On the Power of Learning-Augmented Search Trees
Jingbang Chen, Xinyuan Cao, Alicia Stepin, Li Chen
TL;DR
The paper tackles designing learning-augmented search structures that adapt to arbitrary input distributions and temporal access patterns. It introduces composite Treap priorities, blending randomized and learned components to achieve $\mathbb{E}[\mathrm{depth}(x)] = O\big(\log_2(1/w_x)\big)$ and, with $w_x$ as item frequencies, static optimality; it extends these ideas to B-Trees via B-Treaps and to dynamic settings that realize the working-set bound. The work also provides robustness guarantees, showing prediction errors contribute additively through cross-entropy/KL-divergence measures, and demonstrates dynamic adaptability with changing priorities.
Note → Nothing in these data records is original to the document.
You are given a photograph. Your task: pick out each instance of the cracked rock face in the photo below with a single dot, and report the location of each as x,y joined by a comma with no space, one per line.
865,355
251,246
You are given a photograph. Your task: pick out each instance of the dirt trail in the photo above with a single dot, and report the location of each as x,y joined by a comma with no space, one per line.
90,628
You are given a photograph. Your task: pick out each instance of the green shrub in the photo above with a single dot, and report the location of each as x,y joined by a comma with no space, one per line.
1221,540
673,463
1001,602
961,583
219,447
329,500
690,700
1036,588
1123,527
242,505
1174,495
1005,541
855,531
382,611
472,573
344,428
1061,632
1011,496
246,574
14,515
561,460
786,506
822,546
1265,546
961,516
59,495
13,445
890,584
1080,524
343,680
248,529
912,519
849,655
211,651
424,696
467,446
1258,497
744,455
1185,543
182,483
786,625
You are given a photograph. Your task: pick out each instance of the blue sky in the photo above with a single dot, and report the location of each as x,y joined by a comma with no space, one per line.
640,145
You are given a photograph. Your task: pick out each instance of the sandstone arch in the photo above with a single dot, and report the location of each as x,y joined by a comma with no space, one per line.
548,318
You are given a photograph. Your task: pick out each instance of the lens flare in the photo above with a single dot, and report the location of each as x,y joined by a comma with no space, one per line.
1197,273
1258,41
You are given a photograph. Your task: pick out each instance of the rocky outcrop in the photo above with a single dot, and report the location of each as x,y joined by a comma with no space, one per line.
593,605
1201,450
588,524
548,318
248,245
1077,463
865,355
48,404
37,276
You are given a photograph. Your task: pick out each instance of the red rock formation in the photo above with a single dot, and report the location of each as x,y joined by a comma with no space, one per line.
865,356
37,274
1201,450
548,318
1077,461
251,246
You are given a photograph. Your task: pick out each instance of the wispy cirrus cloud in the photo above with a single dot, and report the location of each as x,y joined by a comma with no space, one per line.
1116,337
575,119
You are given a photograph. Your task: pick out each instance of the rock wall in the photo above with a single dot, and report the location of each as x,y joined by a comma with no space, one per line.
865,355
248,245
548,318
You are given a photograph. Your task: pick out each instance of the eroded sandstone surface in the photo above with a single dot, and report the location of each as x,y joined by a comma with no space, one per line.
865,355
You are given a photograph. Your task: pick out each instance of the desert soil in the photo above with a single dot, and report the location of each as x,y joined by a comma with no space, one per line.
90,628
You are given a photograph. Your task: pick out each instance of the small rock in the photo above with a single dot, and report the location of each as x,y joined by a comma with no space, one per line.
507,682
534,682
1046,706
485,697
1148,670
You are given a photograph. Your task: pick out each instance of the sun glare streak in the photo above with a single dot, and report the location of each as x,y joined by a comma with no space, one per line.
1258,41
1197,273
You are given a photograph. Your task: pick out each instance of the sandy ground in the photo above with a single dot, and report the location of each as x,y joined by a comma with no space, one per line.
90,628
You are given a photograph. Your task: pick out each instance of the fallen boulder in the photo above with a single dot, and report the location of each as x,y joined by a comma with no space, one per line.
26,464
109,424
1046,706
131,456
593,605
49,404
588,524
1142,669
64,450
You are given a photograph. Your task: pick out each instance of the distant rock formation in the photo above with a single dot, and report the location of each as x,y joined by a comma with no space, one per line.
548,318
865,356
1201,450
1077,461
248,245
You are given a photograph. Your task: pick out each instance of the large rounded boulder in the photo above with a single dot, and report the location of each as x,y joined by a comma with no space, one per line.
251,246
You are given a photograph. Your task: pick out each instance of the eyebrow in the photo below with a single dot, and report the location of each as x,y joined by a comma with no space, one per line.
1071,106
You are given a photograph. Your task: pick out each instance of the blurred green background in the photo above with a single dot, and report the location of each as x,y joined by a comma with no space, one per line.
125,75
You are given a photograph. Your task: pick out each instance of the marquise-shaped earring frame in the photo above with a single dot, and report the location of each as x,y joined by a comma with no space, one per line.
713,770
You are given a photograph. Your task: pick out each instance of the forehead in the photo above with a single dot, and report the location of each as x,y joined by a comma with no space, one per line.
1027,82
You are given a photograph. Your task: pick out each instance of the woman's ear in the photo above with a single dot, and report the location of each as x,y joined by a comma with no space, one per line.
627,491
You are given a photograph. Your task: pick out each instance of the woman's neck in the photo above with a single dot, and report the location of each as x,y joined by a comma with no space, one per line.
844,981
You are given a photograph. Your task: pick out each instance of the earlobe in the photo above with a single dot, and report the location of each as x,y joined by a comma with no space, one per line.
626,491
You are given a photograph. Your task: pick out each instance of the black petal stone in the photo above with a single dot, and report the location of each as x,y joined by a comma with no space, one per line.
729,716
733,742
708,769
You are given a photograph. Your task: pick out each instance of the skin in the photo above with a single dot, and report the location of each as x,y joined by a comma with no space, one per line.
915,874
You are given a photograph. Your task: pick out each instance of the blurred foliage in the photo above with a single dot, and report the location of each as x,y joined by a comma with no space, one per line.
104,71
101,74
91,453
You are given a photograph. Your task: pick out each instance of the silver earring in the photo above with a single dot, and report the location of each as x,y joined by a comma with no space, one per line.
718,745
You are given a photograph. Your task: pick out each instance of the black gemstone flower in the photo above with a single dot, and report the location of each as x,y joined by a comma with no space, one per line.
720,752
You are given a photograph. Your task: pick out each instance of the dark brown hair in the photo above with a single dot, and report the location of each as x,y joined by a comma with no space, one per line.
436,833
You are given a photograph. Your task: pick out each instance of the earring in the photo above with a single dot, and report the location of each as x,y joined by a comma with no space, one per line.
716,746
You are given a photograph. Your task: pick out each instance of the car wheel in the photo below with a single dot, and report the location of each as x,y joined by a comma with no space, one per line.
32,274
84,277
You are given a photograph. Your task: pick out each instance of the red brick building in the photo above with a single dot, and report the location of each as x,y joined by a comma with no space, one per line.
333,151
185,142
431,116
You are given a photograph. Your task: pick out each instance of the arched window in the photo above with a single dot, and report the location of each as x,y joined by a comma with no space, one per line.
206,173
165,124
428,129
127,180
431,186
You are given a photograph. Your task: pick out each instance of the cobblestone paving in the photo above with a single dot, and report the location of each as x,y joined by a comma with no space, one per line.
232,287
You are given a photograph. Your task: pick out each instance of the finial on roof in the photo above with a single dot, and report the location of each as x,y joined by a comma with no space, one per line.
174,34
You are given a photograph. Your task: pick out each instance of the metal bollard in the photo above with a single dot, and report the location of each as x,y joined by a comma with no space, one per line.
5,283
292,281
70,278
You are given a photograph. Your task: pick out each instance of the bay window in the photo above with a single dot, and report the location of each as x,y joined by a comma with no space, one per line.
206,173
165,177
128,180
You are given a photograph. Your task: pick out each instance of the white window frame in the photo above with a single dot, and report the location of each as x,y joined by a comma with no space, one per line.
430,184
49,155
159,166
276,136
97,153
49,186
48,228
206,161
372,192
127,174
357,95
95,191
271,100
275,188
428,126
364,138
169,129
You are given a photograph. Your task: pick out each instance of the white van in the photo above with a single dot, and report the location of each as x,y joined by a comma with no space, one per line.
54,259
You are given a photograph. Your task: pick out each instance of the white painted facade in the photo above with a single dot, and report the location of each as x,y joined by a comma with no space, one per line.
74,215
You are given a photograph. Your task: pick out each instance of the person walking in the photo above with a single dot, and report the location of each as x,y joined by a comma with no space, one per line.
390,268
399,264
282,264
Empirically, the proposed structures outperform traditional BSTs and prior learned-index approaches across Zipfian, adversarial, and uniform distributions, including scenarios with imperfect predictions, highlighting practical impact for adaptive indexing and external-memory data structures.
Abstract
We study learning-augmented binary search trees (BSTs) via Treaps with carefully designed priorities. The result is a simple search tree in which the depth of each item $x$ is determined by its predicted weight $w_x$. Specifically, each item $x$ is assigned a composite priority of $-\lfloor\log\log(1/w_x)\rfloor + U(0, 1)$ where $U(0, 1)$ is the uniform random variable. By choosing $w_x$ as the relative frequency of $x$, the resulting search trees achieve static optimality. This approach generalizes the recent learning-augmented BSTs [Lin-Luo-Woodruff ICML '22], which only work for Zipfian distributions, by extending them to arbitrary input distributions. Furthermore, we demonstrate that our method can be generalized to a B-Tree data structure using the B-Treap approach [Golovin ICALP '09]. Our search trees are also capable of leveraging localities in the access sequence through online self-reorganization, thereby achieving the working-set property. Additionally, they are robust to prediction errors and support dynamic operations, such as insertions, deletions, and prediction updates. We complement our analysis with an empirical study, demonstrating that our method outperforms prior work and classic data structures.